Lionel Shriver: Well, keep doing it if you enjoy it. But it's, it is a difficult time to be ordinary.

And but you know, I'm on the side of the ornery and eventually we'll win.

Ashley Rindsberg: The ordinary always wins . I think that's a great bumper sticker. Last question. What are you reading if you don't mind divulging.

Lionel Shriver: Oh, gosh, I'm reading a nonfiction book by Matt Ridley and another author whose name I don't remember about the origins of cOVID-19 really is amazing.

Yes. You know, I know him slightly and

Ashley Rindsberg: I was just conversing with him on Twitter an hour ago. And Alina Chan as well, they call

Lionel Shriver: I'm about halfway through that.

I read more nonfiction books than I used to, which is still not a lot, but I used to just not read non-fiction books at tall. So it's an interesting I've I've turned a little more toward non-fiction and I have an appreciation. I have an improved appreciation for nonfiction. As a matter of fact, I just filed my spectator column yesterday and mentioned Matt Ridley in it among many others. And it's one of those rare. Columns, which is positive and hot about the end of the world. I find it very difficult to find anything good about COVID-19, but this is what I, it it's made me even more misanthropic than I was to begin with. Completely disheartened by how readily whole populations have rolled over and sacrifice their civil rights completely and do everything they're told, just makes my skin crawl.

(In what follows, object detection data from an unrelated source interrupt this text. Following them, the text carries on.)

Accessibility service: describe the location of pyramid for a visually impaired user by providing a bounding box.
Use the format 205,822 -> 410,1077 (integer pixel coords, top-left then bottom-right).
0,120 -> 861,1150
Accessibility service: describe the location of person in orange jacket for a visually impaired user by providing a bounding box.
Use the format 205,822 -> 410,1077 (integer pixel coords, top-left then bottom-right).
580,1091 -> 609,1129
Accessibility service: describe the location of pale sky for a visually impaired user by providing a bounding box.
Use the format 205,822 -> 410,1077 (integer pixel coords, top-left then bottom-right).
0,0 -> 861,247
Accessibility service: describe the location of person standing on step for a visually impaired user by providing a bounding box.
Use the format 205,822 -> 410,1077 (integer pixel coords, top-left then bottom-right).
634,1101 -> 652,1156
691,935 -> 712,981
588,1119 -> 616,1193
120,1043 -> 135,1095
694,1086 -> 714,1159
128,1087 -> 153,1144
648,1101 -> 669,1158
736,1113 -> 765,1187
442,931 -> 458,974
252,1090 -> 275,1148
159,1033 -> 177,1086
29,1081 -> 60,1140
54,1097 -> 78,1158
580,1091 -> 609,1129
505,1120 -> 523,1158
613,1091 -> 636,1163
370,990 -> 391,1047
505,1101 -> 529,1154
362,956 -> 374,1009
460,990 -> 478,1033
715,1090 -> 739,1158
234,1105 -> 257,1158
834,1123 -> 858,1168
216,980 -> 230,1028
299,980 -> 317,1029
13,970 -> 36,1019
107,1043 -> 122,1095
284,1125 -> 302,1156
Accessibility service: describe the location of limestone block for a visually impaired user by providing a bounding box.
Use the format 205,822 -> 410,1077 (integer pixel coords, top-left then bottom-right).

So this column is a tribute and to a lot of non-fiction writers and some doctors and epidemiologists who have gone against the grain who have been ordinary, if you will, and exercised actual independent thought. And I am incredibly grateful to them. They have kept me sane for the last two years and they give me hope for humanity. You know, we're not all, we're not all lost. There are still people out there who are thinking and have the sense of humor and don't do everything they're told most of all. Don't think what they're told. And I find that incredibly encouraging.

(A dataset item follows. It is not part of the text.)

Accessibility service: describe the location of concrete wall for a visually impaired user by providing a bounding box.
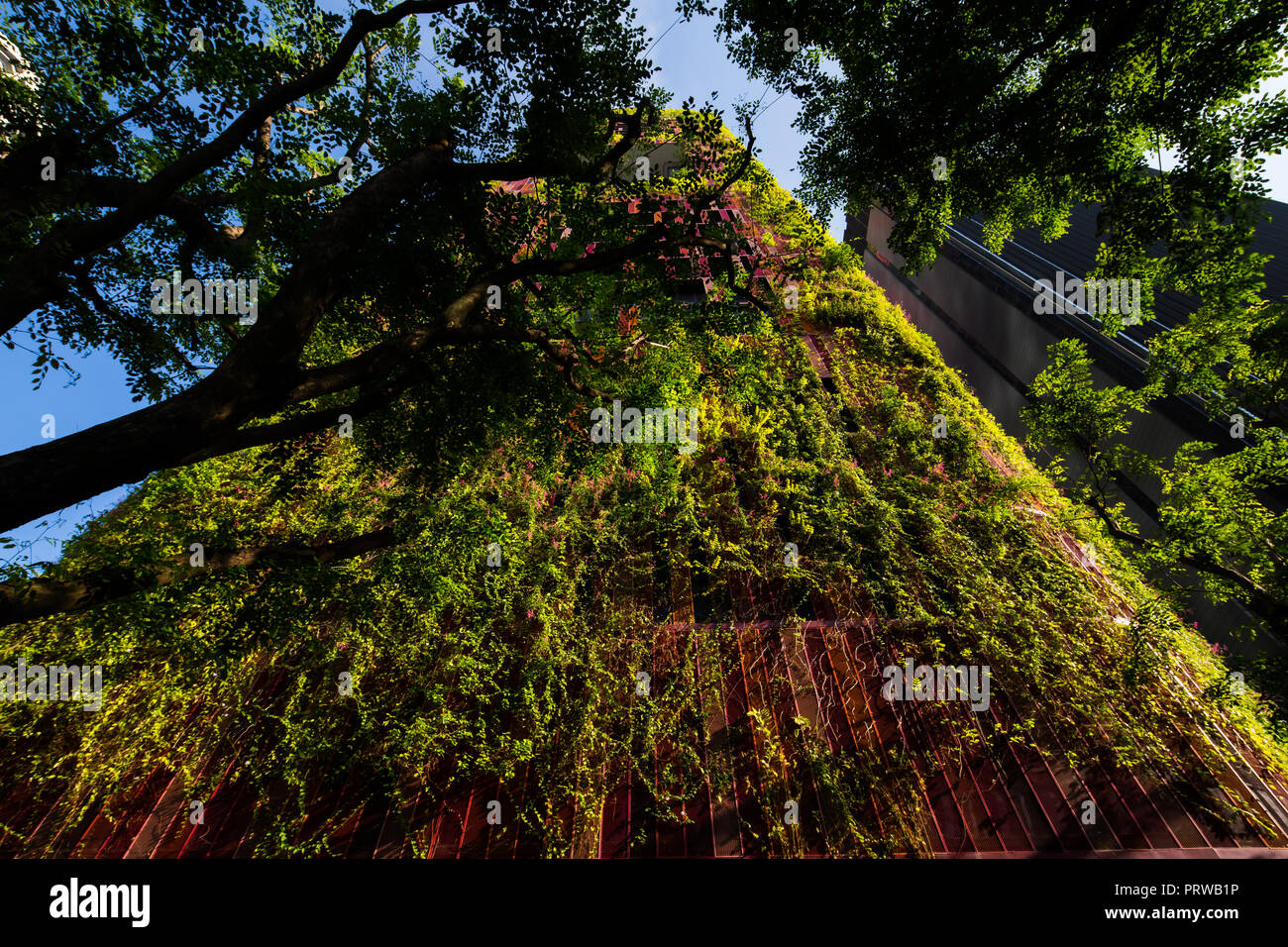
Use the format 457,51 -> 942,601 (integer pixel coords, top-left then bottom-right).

Ashley Rindsberg: It is it's inspiring. I think we can all take heart in that. And I think that's more, more of us than people really want to let on. Possibly most of us

Lionel Shriver: I think there are more of us out there than we

Ashley Rindsberg: yeah, definitely. It's, you know, the, the silent majority is back, but thank you so much, Lionel Shriver. This has been incredible. Anywhere people should go to find your work aside from your books on Amazon.

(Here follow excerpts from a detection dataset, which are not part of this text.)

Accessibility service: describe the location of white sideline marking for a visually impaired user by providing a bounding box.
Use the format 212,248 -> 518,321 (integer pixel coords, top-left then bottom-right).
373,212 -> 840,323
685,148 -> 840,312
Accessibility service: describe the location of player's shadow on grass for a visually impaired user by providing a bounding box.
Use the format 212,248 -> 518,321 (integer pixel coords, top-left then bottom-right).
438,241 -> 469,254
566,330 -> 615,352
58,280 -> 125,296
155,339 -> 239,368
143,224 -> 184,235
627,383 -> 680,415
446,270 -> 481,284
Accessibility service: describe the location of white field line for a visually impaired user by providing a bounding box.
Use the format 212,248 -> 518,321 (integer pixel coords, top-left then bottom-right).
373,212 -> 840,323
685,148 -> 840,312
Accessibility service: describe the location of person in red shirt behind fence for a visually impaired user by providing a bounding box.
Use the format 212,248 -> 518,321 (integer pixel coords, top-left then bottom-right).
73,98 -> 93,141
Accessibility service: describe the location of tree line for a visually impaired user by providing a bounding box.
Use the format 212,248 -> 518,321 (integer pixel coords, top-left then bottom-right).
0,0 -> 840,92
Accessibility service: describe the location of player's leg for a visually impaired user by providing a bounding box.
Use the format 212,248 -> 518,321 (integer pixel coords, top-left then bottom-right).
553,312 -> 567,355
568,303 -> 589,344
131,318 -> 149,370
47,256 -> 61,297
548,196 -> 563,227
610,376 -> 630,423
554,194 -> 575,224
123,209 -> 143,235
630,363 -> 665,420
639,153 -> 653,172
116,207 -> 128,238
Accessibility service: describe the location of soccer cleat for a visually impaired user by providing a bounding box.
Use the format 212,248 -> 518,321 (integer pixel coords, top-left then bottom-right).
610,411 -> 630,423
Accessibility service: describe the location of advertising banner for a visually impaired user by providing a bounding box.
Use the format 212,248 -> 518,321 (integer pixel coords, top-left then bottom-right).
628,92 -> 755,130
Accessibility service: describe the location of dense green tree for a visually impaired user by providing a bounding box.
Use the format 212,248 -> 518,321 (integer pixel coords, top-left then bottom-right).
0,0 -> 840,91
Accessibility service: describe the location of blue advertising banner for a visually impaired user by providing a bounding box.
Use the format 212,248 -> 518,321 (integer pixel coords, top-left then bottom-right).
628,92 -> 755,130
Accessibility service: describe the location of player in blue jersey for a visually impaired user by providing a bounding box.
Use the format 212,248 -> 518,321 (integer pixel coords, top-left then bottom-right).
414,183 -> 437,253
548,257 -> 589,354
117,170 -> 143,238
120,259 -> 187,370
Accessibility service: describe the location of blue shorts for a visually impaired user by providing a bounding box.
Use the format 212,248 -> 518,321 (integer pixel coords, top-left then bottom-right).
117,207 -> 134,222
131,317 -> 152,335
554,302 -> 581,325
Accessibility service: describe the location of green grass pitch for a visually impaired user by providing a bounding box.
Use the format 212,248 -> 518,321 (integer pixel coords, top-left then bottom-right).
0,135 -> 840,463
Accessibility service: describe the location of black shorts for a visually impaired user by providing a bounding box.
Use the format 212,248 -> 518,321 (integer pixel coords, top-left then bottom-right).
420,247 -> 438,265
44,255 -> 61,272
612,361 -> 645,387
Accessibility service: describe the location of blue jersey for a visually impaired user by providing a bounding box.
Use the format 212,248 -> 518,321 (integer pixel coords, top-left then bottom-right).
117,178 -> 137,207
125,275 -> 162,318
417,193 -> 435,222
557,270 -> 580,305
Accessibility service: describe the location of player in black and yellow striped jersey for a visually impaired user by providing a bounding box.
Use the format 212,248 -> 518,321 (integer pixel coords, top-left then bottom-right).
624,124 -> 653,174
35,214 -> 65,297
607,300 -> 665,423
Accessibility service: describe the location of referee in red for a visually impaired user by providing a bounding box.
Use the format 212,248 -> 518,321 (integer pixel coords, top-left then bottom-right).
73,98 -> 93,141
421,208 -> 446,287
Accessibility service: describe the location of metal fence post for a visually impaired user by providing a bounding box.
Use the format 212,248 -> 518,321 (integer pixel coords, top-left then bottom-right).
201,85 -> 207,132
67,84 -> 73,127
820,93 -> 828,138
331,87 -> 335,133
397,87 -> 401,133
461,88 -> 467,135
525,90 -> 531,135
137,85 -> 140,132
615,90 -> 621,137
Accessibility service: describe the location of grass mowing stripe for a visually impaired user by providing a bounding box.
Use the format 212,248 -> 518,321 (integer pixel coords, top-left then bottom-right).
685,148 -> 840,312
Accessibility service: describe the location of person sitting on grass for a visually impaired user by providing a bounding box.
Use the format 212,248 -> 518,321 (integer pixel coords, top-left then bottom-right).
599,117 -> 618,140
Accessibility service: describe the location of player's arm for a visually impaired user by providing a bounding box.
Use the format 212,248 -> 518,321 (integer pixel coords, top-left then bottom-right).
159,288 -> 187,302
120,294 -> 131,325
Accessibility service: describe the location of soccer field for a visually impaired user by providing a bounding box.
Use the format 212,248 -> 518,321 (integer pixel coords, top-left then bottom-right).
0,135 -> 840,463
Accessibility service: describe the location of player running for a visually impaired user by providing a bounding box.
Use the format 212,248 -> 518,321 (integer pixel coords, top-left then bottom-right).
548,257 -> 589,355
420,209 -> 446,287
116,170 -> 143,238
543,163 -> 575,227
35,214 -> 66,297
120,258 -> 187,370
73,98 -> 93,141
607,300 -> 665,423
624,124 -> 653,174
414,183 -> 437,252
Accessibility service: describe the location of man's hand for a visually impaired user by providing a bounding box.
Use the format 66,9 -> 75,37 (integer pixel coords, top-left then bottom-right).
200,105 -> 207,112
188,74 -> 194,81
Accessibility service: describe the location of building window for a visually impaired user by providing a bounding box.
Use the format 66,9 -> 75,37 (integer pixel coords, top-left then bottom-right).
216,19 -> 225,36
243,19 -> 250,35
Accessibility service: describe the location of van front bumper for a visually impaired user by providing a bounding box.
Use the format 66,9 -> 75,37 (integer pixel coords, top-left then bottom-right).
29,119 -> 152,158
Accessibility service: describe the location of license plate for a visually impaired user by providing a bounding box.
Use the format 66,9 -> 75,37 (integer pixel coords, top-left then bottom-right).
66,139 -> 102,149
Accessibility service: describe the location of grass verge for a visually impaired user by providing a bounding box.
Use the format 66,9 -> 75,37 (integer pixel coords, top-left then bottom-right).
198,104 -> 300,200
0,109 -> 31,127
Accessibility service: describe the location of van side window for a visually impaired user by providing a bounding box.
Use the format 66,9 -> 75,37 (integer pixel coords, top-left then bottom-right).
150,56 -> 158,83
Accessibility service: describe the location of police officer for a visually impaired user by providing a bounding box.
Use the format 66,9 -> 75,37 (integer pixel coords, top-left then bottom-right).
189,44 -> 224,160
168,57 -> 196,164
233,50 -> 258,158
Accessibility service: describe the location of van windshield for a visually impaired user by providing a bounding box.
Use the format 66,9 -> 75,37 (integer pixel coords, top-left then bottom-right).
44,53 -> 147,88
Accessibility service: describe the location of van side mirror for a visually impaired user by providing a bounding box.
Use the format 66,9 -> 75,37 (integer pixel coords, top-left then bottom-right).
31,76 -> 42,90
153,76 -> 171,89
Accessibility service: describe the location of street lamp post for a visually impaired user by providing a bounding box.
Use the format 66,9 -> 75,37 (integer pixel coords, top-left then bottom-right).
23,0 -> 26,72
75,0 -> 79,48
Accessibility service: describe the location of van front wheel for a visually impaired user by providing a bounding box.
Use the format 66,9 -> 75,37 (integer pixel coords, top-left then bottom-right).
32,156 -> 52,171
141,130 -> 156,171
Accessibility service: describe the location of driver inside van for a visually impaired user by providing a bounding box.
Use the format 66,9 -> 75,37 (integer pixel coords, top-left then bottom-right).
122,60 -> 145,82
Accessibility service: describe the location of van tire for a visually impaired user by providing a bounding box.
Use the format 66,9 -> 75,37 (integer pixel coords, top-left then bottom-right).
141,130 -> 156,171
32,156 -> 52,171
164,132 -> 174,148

Lionel Shriver: No, I'm sure there are a lot of secondhand places or my attic come to my house. I have huge numbers of copies of my own books. I don't know what to do with them in many different languages.

Ashley Rindsberg: I hope you've got your fellow matter as well and dragging it around with you.

Read them, read"The Mandibles". And I think everyone will get that. So once again, thank you so much. This has been really great.

Lionel Shriver: Really enjoyed talking to you. Thank you.